Learning Outcomes (LO):
After completing the module, you should be able to:
1. Analyse methods of auditing data holdings and gap identification.
2. Critically analyse theoretical and core processes of data manipulation and mining.
3. Utilise and evaluate basic statistical concepts.
4. Appreciate ethical issues and their importance to data handling and decision making.
5. Develop a practical ability with data analysis and data mining methods to analyse and interpret data sets.
6. Make recommendations based upon the findings from data analysis.
7. Graduate Attribute - Effective Communication
Communicate effectively both, verbally and in writing, using a range of media widely used in relevant professional context.

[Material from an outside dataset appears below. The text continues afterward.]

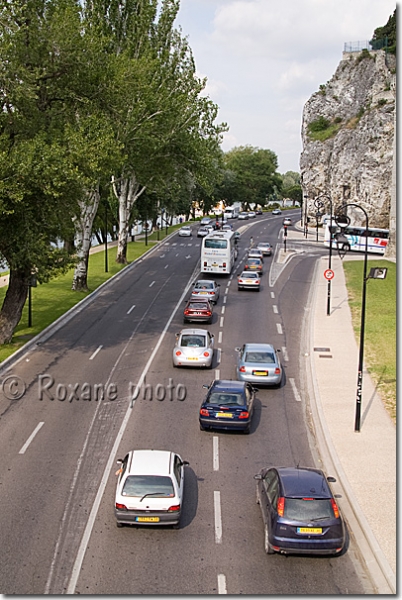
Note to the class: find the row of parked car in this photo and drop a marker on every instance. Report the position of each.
(299, 511)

Maximum word count: 4,000 words
Assignment Task - Report
Assignment Part 2: Data-Driven Decision Support
Data-driven decision support encompasses a range of the most essential processes of data analytics, including data preparation and integration, modelling using statistical and/or machine learning techniques, and data presentation. The aim of this activity is to empower the organisational decision-making with statistically tested and systematically evaluated decision options. These options can be ranked using inferential models, such as forecasting, prediction and/or classification.
In Part 1 of this assignment, you have identified a case study - an organisation or project of your choice, as well as various data sources and datasets available to it, and an important organisational decision. In this part, you have an opportunity to demonstrate how this specific decision formulated in Part 1 in the context of your chosen case study can be supported with data analytics.
Task 2.1
Discuss data preparation process, including
• Explanation of data collection, filtering and integration procedures.

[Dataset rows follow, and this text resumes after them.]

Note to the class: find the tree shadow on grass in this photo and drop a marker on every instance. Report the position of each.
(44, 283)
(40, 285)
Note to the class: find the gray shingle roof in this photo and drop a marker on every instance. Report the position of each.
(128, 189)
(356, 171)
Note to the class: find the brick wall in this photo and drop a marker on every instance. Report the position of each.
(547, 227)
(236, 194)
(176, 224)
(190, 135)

• Analysis of data representativeness.
• Statement on generalisability and limitations of the integrated dataset.
Task 2.2
Perform data modelling, which should specifically demonstrate:
• Selection and justification of the inferential and/or machine learning models, most relevant to the objectives of your case study.
• Application of statistical tools such as Excel, SPSS and/or Weka, to your model and reporting on the initial outcomes of your modelling.
• Explanation what the decision in question should be, based on these outcomes.
Task 2.3
Present further outcomes, in support of the decision obtained in Task 2.2. This discussion should be visualised with a range of charts and tables showing the identified and analysed relationships. It should also be accompanied with detailed interpretation of the demonstrated results.
Task 2.4
Propose recommendations on the implementation, acceptance and assessment of the decision arrived at in Tasks 2.2 and 2.3, and discuss how this decision can contribute to strategic management of the chosen organisation or project.